Self care has jumped to the forefront of our lives. Trapped in our homes without gyms, barre classes, or springtime hikes, it’s become more important and more challenging than ever to take care of our minds and bodies.
Some of us are battling expanding waistlines, and some are taking apart the internalized fatphobic narratives that stigmatize big waistlines in the first place. Some are honing our cooking and meal planning skills, some binging and purging instead. Some of us might be facing old personal demons that have flared up again during isolation.
BINGE Makes Us Look At Our Messiness
The pandemic is affecting our health in myriad ways, and a new series called BINGE puts this right in our faces. If you didn’t see the original pilot, released near the end of 2016, BINGE was originally slated to become a web series about a woman with bulimia, which critics compared to Fleabag. It draws from the lived experience of series star and co-creator Angela Gulner.
“I was a real disaster to behold,” Gulner told Bustle at the time. But now COVID-19 has struck, puting us face to face with self care in new ways. And that’s given content creators like Gulner and her producing partners at Happy Little Guillotine Studios some extra time to work on new projects. In a way, COVID was just the right ingredient to push BINGE to the next level.

The original pilot was bold and unflinching in its treatment of the under-discussed issue of eating disorders. It asked us to look at our messiness. But the series’ new direction takes on added sophistication and complexity when the characters have nothing to do except stay home and eat, while filming themselves and each other.
It’s the perfect dark comedy electrical storm.
Facetime and Failed Sex Tapes Are the New Cinematography
The new episode of BINGE cleverly uses the character’s filming habits to drive the story and cinematography. Directed and co-created by Gulner’s writing partner, Yuri Baranovsky, it’s a mashup of vlog takes, facetime chats, and failed sex videos, all woven seamlessly through the narrative. Instead of polished cinema, it looks and feels like raw footage from a friend’s camera, but with the narrative pace and quick timing of smart comic filmmaking.

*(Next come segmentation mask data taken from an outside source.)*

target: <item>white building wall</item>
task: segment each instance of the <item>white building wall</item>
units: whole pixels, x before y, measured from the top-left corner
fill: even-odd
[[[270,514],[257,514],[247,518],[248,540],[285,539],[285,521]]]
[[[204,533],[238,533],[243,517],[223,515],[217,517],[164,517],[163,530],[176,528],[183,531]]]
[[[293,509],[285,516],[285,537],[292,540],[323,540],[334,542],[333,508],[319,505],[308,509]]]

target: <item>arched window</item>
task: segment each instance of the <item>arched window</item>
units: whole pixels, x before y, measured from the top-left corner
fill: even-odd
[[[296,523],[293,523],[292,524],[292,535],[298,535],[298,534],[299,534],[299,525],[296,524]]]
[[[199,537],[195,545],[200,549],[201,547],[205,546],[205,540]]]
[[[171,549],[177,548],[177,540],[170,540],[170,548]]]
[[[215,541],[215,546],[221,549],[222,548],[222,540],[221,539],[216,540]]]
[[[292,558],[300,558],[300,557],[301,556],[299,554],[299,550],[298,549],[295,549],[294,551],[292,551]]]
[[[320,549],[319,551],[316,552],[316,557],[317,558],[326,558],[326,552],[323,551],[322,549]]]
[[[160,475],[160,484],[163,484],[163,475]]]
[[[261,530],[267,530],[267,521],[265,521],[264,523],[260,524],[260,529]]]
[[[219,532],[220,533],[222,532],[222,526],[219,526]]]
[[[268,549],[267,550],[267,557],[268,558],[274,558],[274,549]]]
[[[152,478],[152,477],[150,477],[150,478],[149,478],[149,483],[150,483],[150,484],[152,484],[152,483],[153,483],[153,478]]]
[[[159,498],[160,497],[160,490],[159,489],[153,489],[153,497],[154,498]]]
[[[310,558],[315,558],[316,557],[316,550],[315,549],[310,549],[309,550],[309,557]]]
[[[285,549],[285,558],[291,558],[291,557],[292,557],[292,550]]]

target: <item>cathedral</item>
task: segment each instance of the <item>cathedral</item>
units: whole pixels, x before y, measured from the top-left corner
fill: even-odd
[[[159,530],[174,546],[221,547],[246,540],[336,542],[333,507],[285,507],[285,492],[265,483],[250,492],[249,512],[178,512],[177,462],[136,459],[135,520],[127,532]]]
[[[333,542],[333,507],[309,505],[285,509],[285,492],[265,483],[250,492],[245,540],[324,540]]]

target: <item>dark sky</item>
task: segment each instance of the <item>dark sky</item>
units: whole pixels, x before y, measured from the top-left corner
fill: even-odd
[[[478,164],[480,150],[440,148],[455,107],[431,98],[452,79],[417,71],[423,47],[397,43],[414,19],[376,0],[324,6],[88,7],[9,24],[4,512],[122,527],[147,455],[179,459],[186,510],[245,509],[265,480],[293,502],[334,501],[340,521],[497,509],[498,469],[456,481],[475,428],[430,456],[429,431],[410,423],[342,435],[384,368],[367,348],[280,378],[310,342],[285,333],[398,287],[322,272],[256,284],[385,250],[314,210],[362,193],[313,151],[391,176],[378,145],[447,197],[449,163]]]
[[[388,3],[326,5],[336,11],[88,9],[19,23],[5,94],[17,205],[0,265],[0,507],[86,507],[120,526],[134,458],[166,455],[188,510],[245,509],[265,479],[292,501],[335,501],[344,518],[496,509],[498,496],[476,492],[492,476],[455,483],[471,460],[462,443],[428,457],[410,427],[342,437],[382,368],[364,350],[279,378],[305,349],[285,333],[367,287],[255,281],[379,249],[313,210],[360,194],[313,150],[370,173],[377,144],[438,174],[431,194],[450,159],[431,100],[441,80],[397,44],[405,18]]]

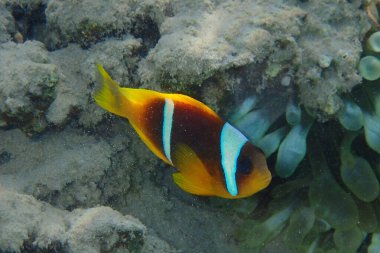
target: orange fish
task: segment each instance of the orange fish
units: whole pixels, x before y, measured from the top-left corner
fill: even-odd
[[[173,179],[184,191],[232,199],[268,186],[261,150],[205,104],[182,94],[121,88],[97,68],[96,103],[127,118],[149,149],[178,170]]]

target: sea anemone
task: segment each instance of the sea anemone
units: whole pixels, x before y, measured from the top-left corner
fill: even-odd
[[[274,168],[265,211],[256,208],[237,230],[241,252],[259,252],[276,237],[297,252],[380,251],[377,52],[380,32],[359,64],[368,81],[342,94],[337,120],[317,122],[294,94],[274,102],[257,95],[235,112],[232,122]]]

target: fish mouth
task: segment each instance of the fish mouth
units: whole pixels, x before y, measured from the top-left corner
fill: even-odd
[[[259,191],[262,191],[263,189],[267,188],[271,181],[272,181],[272,174],[268,169],[258,172],[256,175],[256,179],[252,184],[254,190],[247,194],[241,194],[240,196],[238,195],[238,197],[246,198],[246,197],[252,196],[258,193]]]

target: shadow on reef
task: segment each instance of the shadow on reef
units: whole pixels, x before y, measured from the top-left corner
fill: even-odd
[[[241,252],[276,237],[295,252],[380,252],[380,79],[342,101],[326,123],[289,94],[251,97],[234,112],[232,123],[274,168],[264,208],[237,230]]]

Baranovsky and Director of Photography, Justin Mark Morrison, use clever flourishes to make the visuals feel raw in the right ways while editor Dashiell Reinhardt creates a pace that is both fun and foreboding.

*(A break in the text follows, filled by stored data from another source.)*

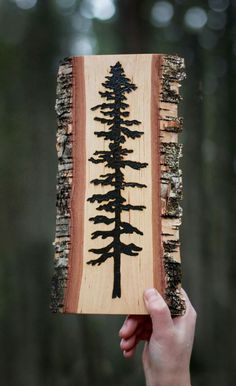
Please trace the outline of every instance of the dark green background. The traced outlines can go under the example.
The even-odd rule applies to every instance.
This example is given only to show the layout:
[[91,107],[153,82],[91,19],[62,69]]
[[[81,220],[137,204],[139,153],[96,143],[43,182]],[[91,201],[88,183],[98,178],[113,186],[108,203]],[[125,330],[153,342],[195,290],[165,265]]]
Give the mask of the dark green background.
[[126,361],[119,350],[123,318],[52,315],[48,303],[59,59],[153,52],[178,53],[187,66],[182,259],[198,312],[193,386],[235,385],[236,1],[120,0],[106,20],[98,2],[0,1],[1,384],[144,385],[140,352]]

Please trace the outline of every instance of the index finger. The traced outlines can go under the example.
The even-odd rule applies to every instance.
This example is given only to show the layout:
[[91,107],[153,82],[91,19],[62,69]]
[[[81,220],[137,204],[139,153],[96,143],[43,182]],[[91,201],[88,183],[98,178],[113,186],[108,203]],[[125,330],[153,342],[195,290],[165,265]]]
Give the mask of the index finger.
[[185,292],[185,290],[183,288],[181,288],[181,295],[185,301],[186,312],[184,315],[177,316],[176,318],[174,318],[173,322],[174,322],[175,327],[177,327],[177,328],[182,327],[183,324],[192,328],[192,325],[195,324],[195,322],[196,322],[197,314],[196,314],[195,309],[193,308],[192,303],[189,300],[187,293]]

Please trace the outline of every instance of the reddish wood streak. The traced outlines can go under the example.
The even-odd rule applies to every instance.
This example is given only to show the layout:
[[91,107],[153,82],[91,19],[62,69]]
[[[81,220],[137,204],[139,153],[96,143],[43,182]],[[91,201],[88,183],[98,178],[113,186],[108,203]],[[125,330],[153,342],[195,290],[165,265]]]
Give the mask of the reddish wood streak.
[[86,182],[86,152],[85,152],[85,80],[84,58],[74,57],[73,65],[73,182],[71,193],[71,250],[69,254],[69,269],[67,289],[65,291],[64,312],[76,313],[82,280],[83,246],[84,246],[84,203]]
[[152,56],[151,69],[151,141],[152,141],[152,237],[153,285],[164,294],[163,248],[161,240],[160,192],[160,80],[162,56]]

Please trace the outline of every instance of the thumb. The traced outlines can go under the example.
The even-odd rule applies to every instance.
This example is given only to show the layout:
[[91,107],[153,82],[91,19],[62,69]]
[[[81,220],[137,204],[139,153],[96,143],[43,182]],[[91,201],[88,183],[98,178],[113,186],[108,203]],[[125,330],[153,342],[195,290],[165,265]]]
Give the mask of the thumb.
[[144,291],[144,302],[152,320],[153,337],[158,339],[174,326],[170,310],[155,288]]

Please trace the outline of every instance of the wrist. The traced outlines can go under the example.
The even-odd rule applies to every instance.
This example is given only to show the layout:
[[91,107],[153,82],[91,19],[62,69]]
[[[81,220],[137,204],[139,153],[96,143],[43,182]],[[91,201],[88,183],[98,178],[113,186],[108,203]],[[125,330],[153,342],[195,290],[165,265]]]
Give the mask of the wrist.
[[146,386],[191,386],[191,379],[189,371],[183,374],[170,375],[166,374],[163,376],[148,376],[145,373]]

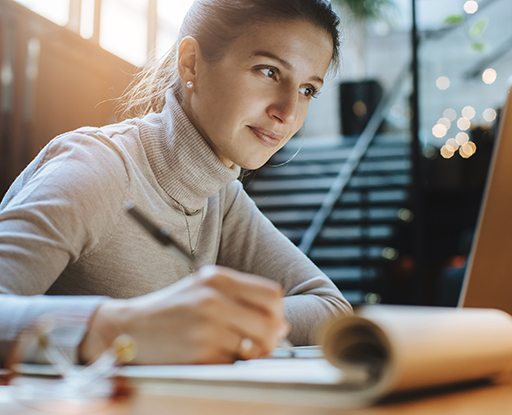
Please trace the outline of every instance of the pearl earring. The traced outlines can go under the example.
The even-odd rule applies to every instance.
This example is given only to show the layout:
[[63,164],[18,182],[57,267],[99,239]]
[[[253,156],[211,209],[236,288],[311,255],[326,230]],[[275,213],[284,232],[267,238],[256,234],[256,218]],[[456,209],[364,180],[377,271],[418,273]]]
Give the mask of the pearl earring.
[[188,82],[187,82],[187,88],[188,88],[188,89],[192,89],[192,88],[194,88],[194,83],[193,83],[192,81],[188,81]]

This also raises the question: how are we getting creative in isolation? Gulner and Baranovsky have managed to make some fiercely funny and truly bingeworthy content — without ever leaving home. Watching it I couldn’t help but wonder, ‘what am I creating? What can I create from this messy, kid-littered house?’
Creative productivity helps keep us sane. Seeing this pilot made me wonder if co-writing and starring in the series was part of how Gulner dealt with her own health during lockdown. So I decided to ask her.

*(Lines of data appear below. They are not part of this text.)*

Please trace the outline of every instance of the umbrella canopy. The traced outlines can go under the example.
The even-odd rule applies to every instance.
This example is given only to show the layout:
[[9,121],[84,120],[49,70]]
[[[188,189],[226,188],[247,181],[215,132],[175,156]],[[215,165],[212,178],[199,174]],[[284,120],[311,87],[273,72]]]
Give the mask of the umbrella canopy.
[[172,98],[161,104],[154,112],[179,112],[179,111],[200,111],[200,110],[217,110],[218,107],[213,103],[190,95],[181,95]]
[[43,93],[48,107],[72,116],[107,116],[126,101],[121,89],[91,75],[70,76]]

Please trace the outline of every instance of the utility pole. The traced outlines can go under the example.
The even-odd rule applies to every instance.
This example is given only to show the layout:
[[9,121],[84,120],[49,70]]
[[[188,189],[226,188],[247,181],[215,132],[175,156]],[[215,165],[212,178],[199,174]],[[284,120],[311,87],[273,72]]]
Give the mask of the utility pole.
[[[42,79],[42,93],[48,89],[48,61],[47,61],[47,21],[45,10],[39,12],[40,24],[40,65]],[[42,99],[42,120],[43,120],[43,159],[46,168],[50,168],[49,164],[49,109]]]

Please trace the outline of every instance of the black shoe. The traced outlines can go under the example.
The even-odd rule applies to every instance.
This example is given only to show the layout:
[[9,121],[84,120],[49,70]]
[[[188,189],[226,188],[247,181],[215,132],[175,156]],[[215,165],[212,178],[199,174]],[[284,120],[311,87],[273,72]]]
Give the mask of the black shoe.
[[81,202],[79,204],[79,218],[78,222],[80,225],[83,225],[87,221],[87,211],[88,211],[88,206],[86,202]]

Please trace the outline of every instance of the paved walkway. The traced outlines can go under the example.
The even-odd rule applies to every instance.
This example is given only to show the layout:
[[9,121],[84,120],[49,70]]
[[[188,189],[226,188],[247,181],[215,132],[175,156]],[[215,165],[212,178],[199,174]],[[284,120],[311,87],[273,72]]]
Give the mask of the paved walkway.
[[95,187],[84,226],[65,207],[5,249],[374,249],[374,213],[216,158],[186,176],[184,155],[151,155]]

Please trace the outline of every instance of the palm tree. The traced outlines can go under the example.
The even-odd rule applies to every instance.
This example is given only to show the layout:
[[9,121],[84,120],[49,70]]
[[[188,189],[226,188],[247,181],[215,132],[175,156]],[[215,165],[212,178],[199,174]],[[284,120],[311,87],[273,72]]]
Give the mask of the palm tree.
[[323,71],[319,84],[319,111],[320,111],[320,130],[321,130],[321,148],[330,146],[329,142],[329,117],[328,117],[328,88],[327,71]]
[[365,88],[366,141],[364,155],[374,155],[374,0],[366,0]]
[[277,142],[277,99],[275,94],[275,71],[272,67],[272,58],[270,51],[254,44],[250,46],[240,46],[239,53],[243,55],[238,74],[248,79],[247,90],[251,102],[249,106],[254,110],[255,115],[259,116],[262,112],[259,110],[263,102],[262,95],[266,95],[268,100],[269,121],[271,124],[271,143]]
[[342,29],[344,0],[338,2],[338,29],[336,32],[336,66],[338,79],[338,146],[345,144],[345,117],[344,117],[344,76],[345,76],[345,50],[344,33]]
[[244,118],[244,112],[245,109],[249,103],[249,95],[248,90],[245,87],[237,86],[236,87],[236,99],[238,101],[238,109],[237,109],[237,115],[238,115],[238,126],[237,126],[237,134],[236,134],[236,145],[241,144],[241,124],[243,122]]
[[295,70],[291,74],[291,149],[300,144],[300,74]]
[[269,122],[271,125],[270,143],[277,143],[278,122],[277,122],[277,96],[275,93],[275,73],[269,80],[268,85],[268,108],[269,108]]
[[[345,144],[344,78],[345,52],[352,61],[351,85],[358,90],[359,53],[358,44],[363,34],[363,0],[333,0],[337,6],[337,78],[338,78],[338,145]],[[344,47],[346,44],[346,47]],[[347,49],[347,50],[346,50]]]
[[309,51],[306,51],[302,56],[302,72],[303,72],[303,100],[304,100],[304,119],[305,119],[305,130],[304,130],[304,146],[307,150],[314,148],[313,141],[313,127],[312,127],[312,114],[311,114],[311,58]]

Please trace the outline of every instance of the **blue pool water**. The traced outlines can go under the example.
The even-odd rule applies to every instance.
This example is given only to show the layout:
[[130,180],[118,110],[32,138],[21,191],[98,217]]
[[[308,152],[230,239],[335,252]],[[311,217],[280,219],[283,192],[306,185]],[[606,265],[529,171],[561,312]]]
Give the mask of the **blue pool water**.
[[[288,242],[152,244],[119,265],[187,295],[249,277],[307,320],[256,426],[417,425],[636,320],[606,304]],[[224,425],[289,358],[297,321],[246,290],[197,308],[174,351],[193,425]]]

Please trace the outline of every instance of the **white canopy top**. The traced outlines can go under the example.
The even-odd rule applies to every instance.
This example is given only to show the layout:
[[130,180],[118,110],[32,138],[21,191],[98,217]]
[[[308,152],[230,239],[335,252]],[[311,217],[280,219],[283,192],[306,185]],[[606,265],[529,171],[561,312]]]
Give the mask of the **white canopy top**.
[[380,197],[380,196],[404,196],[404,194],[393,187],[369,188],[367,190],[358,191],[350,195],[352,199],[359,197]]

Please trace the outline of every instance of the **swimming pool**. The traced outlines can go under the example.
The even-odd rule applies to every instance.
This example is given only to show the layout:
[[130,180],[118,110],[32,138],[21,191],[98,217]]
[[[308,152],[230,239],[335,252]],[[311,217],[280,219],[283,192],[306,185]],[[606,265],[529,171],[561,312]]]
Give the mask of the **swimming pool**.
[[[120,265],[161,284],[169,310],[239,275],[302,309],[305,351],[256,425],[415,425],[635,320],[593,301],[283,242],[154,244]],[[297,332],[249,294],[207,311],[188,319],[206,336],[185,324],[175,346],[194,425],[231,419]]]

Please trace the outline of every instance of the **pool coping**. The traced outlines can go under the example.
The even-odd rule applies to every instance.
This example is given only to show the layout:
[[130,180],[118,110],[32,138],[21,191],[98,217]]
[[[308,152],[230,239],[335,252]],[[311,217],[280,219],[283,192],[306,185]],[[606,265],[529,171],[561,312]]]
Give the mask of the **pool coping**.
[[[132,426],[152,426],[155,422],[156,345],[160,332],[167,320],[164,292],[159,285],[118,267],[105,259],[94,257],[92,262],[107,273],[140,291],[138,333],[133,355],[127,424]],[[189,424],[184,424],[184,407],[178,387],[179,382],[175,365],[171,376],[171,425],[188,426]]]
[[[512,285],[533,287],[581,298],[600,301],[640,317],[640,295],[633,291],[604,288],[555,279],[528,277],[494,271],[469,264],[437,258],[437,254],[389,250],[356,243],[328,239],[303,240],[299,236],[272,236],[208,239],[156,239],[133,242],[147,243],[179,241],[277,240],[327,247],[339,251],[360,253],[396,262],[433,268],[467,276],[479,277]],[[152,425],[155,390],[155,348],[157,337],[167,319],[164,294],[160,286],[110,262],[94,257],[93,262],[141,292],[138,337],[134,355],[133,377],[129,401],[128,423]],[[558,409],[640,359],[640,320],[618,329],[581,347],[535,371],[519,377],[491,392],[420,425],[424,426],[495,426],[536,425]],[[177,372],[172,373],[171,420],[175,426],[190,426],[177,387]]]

Whether You’re the Filmmaker or the Audience, Staying Creative Helps to Stay Healthy
“The short answer is yes, absolutely,” Gulner told me in, appropriately, a video chat. “From the first production Zoom calls with Yuri, Justin, Dashiell and (co-star and co-producer) Daniela (DiIorio), to the actual filming itself, I think this whole thing, creating art, it’s been incredibly good for all of our mental health.” She says that although her eating disorder is now years behind her, she’s always looking to engage in activities that support her mental and physical well being. Those activities include filmmaking.
“Making the first series was how I moved on from the sad aftermath of recovery. I guess you could say this round is part of how I’m coping with isolation. But honestly this time around it’s even more fun.” She says the added challenges of non-traditional filming, using mobile devices and teamwork-from-home, throw a giddy kind of wrench into the filmmaking process. And she says with her eating disorder deeper in the past, it’s easier to laugh through it all. “I’m not processing those years so much anymore, so I can see the character as more of a character, more at arm’s length. Which I think helps with the gags, and the nastiness, but also with the compassion.”
Compassion is a key part of what makes BINGE work. The main character pushes the boundary between relatably flawed and dislikeably caustic. That’s part of the point, of course. She’s a character who hates herself and makes herself hard to love, pushing away the people who care for and support her. It’s a credit to Gulner and Baranovsky’s writing and the acting chops of both Angela and her co-star, Daniela DiIorio, who skillfully plays her plain-spoken BFF, Kate, that we can walk away from BINGE feeling compassion towards the trainwreck of a character.
A comedy series tackling eating disorders head on—that was interesting. But a series tackling eating disorders, made during quarantine for a quarantined audience—that’s genius. And it’s a little something to help us all laugh at whatever personal demons we might be stuck at home with.